This is more out of curiosity than anything else, as I'm failing to find any useful info on Google about this function (CORE::substcont)
In profiling and optimising some old, slow, XML parsing code I've found that the following regex is calling substcont 31 times for each time the line is executed, and taking a huge amount of time:
Calls: 10000 Time: 2.65s Sub calls: 320000 Time in subs: 1.15s`
$handle =~s/(>)\s*(<)/$1\n$2/g;
# spent 1.09s making 310000 calls to main::CORE:substcont, avg 4µs/call
# spent 58.8ms making 10000 calls to main::CORE:subst, avg 6µs/call
Compared to the immediately preceding line:
Calls: 10000 Time: 371ms Sub calls: 30000 Time in subs: 221ms
$handle =~s/(.*)\s*(<\?)/$1\n$2/g;
# spent 136ms making 10000 calls to main::CORE:subst, avg 14µs/call
# spent 84.6ms making 20000 calls to main::CORE:substcont, avg 4µs/call
The number of substcont calls is quite surprising, especially seeing as I would've thought that the second regex would be more expensive. This is, obviously, why profiling is a Good Thing ;-)
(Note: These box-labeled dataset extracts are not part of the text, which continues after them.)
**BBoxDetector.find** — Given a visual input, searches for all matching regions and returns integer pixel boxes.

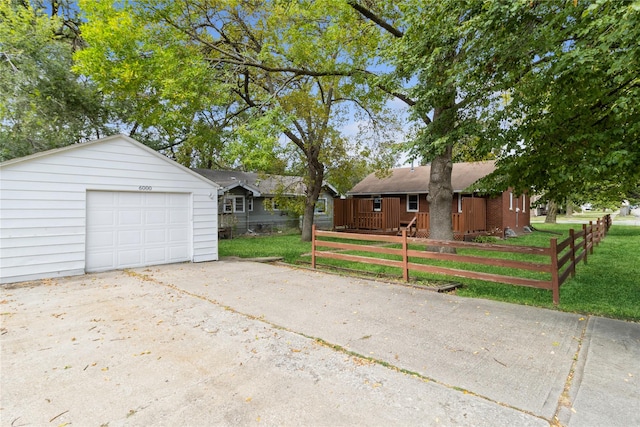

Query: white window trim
[373,197,382,212]
[222,196,246,213]
[407,194,420,212]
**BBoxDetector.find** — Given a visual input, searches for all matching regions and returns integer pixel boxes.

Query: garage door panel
[93,209,115,226]
[144,209,167,225]
[169,246,189,258]
[117,230,142,246]
[86,191,191,271]
[168,228,188,244]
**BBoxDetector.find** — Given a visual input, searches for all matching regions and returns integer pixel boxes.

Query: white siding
[0,135,218,283]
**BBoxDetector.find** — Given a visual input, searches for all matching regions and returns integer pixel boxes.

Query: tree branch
[347,0,404,38]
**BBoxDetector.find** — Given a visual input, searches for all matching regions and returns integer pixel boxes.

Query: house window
[222,196,244,213]
[313,198,327,215]
[233,197,244,212]
[407,194,419,212]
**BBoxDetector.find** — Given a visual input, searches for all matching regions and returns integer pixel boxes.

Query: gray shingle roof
[193,169,337,197]
[347,160,495,196]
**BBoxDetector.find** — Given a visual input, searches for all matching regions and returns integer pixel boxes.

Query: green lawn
[219,222,640,321]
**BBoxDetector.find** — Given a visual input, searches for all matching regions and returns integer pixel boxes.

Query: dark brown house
[334,161,530,239]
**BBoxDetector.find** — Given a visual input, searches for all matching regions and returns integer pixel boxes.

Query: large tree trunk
[565,197,573,218]
[427,146,453,252]
[544,200,558,224]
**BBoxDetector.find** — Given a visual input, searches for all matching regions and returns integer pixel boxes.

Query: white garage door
[85,191,191,272]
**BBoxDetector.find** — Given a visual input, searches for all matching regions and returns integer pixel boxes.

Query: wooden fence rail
[311,215,611,304]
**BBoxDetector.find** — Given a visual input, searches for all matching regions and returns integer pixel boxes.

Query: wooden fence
[311,215,611,304]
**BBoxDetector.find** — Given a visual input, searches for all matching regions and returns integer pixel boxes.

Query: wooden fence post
[582,224,589,264]
[402,228,409,282]
[311,224,316,269]
[550,237,560,305]
[569,228,576,277]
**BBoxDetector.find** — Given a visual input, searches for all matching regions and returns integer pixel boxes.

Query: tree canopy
[480,0,640,204]
[76,0,400,239]
[0,0,109,160]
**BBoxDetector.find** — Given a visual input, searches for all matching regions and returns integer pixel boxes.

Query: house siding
[0,135,218,283]
[218,188,333,235]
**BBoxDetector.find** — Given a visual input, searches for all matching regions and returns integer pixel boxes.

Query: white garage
[0,135,218,283]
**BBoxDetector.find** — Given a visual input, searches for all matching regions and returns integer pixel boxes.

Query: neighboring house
[0,135,218,283]
[193,169,338,237]
[334,161,530,239]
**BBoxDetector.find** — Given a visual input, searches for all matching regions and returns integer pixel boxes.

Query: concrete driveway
[0,261,640,426]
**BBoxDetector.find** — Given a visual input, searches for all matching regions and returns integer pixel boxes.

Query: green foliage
[0,0,112,161]
[484,0,640,205]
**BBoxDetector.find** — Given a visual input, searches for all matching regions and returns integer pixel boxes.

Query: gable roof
[0,133,219,187]
[193,168,339,197]
[347,160,495,196]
I've subsequently changed both these line to remove the unneccessary backrefs, with dramatic results for the badly-behaving line:
Calls:10000 Time: 393ms Sub calls: 10000 Time in subs: 341ms
$handle =~s/>\s*</>\n</g;
# spent 341ms making 10000 calls to main::CORE:subst, avg 34µs/call
- So, my question is - why should the original have been making SO many calls to substcont, and what does substcont even do in the regex engine that takes so long?